We have been in our emergency housing for 3 weeks now. We were given a 4-6 week estimation for how long it will take our housing officer to process our application for homelessness.
So potentially, we have just under 3 weeks until we are move to our next place. I must admit, I have been able to relax a bit. It’s a good house. We are happy here and despite the feeling of impending doom creeping in now and then I have had 3 good weeks.
But we are on a 24 hour license. This means they only have to give us 24 hours notice to move us on. And yesterday evening the full feeling of that hanging over us hit me.
The day before yesterday my 3 year old son slept during the day which is unheard of these days. Then he went to bed early and woke up even earlier. On reflection – those were my first clues! But yesterday as the day wore on, he became more and more irritable and flushed looking. Come bed time it was clear he was poorly. A cough and cold no doubt but the thought of having to pack up and move had me panicked. Please not tomorrow, Please!

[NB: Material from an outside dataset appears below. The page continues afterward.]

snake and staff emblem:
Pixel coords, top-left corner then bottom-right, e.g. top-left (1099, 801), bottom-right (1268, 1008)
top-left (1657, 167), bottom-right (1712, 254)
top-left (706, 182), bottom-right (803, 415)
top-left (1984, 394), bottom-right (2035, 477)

He is the one I am most worried about. Old enough to feel the disruption but just that bit too young to grasp it all. My daughter is sometimes stressed – we have a meeting with the school next week to discuss how she’s coping. But she understands the process at least. And she is starting to accept it and will often talk about the ‘final home’ showing an amazing amount of maturity and hope for the future.
But my son? He still talks of the “another house” (our old place) He asks daily if a new boy or girl live there now. He checks several times a day that his toys and belongings are in the “new house” and seems to need that reassurance. The thought of moving him to another temporary place (for goodness knows how long) and then finally on to our own home is hard. The thought of doing that when he’s already grumpy and clingy from illness is my idea of hell on Earth! So, fingers crossed! Everything crossed….Not this week. Please!